In fact, the growing optimism in the Sri Lankan economy has now led to a sharp recovery in prices of ISBs across all maturities, while the Colombo Stock Exchange’s ASPI too had performed outstandingly well, notwithstanding these negative comments.
Sri Lanka takes justifiable pride that it has never failed to honour its debt obligations in its 73-year post-independence history. In particular, that track record was impeccably maintained during the challenging era from 2006 to 2014, in spite of the resource-sapping effort to defeat terrorism, the Debt to GDP ratio being 91 percent in 2005, the escalation of several major domestic and external challenges, and the determined efforts of vested interest groups to tarnish Sri Lanka’s image. It may also be recollected that some serious attempts to destabilise the economy were launched with great vigour from May 2009 onwards by several so-called “independent” and “international” agencies immediately after the successful conclusion of the 30-year terrorism conflict, as well.

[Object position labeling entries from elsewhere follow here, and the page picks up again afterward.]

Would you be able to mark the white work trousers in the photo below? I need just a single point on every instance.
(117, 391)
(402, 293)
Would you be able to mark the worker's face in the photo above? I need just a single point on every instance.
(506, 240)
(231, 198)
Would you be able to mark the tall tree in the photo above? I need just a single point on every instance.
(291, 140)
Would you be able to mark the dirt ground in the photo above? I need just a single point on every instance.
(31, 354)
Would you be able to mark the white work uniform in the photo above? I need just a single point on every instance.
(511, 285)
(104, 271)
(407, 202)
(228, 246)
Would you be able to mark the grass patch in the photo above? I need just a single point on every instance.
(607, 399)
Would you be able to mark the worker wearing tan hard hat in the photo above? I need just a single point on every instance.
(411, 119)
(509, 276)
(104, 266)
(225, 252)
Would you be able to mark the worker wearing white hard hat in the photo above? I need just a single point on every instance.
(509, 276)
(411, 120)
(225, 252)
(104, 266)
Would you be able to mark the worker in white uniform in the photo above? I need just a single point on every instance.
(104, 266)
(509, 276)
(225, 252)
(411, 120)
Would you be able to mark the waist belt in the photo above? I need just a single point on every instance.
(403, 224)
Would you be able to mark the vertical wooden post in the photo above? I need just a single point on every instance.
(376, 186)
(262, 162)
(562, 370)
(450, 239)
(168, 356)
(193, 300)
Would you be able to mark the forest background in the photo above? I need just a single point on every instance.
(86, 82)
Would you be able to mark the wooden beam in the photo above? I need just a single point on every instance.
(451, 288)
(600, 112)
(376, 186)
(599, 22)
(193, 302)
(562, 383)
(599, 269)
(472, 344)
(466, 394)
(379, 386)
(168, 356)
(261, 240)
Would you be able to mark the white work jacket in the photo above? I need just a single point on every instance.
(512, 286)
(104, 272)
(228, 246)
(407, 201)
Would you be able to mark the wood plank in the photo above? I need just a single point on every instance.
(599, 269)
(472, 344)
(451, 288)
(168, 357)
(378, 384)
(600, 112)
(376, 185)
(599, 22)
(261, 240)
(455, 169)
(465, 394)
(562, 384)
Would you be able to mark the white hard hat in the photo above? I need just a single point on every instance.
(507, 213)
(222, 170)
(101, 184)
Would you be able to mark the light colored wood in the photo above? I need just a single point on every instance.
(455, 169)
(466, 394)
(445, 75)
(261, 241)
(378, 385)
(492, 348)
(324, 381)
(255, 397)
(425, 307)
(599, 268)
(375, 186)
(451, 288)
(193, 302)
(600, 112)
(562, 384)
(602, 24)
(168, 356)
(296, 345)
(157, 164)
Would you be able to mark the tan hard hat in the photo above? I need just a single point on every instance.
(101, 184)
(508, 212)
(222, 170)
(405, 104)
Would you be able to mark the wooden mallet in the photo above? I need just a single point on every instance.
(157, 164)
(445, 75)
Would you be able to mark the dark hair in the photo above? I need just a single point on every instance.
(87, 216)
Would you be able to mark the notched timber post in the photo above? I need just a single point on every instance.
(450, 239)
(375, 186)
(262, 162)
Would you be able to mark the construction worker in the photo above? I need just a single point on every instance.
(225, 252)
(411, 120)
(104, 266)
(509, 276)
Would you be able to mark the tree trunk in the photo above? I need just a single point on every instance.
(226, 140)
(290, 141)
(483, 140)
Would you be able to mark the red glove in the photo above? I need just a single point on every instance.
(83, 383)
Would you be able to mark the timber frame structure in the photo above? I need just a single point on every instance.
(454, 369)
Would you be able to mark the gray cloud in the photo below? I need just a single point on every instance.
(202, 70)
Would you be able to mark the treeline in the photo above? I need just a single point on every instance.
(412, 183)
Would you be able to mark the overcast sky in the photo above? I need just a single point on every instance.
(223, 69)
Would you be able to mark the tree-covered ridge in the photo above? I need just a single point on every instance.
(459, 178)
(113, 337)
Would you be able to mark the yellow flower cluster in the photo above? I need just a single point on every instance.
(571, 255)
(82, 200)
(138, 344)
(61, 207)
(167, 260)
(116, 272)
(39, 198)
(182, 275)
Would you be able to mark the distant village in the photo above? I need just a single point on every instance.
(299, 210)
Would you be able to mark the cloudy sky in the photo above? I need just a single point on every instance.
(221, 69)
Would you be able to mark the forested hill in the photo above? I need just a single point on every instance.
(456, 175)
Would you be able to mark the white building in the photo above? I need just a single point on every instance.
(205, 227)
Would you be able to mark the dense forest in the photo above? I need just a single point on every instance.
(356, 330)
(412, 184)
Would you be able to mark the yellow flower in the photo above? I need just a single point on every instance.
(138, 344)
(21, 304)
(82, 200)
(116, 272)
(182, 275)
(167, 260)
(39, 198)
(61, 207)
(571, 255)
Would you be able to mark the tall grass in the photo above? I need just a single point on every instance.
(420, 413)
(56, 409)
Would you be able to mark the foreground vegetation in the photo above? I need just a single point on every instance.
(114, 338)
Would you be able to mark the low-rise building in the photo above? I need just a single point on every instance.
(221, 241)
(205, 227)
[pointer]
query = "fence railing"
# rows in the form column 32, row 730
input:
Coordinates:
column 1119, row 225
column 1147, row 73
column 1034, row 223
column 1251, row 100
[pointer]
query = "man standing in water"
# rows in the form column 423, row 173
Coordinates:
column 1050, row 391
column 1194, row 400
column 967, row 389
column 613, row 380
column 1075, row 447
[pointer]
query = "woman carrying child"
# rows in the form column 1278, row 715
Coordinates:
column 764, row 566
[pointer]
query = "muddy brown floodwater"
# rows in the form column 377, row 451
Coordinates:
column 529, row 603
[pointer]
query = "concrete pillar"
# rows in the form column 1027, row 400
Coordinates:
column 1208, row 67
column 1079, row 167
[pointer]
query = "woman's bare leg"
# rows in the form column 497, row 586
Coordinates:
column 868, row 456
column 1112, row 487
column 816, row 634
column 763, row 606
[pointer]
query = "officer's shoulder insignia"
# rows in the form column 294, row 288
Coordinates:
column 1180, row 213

Notwithstanding all those challenges, the Sri Lankan authorities of that era were able to protect and maintain the country’s impeccable debt-repayment record through prudent, innovative and effective management of the macro-economic fundamentals and innovative debt management measures. The new government of President Gotabaya Rajapaksa presented the Budget 2021 on 17th November 2020 in line with the aspirations of the Sri Lankan people who elected the President and the new Government with unprecedented majorities. In spite of the Covid-19 related disruptions to revenue collection in 2020, the Budget 2021 has aimed at promoting economic growth through the boost of the domestic production base, expansion of exports and the attraction of foreign investment through the implementation of a clear reform agenda.
Curtailing foreign borrowing and streamlining project financing is expected to address the weaknesses that had developed in the economy as a result of the accumulation of the high foreign debt by the Yahapalana Government from 2015 to 2019 where ISBs totalling a massive US$ 6.9 billion (cost of 6 Hambantota Ports or approximately 9.8 percent of the 2019 GDP) were issued in a brief 15-month period from April 2018 to June 2019. Ironically, this borrowing spree was hailed by some local and international quarters as being a “huge success”, but those same persons are today bemoaning that the debt situation in Sri Lanka is challenging.
The new government’s integrated economic strategy to stabilise the Rupee, maintain low levels of interest, improve revenue collection through higher economic growth and better tax administration, support businesses and individuals with business-friendly measures, and direct public investment effectively is bound to consolidate the fiscal performance in the short to medium term. Further, the Budget 2021 has provided a clear direction with regard to the mega development projects of the Port City and Hambantota Industrial Zone which are expected to attract unprecedented inflows of Foreign Direct Investment in the next year and beyond. Already, a healthy investment pipeline for the Port City and other manufacturing and services industries is being observed. In addition, the support from multi-lateral agencies in terms of policy-based lending as well as the commitment of friendly nations and reserve banks to boost the level of Sri Lanka’s official reserves through SWAPs and other instruments is likely to address short term foreign currency liquidity considerations and the longer term fund requirements to meet the growth aspirations of the country.
In that background, it is very likely that investors who have placed trust in Sri Lanka’s potential will not be distracted by ill-advised and subjective comments made by hostile external spectators, politically-motivated elements and biased agencies that are operating under an “independent” label.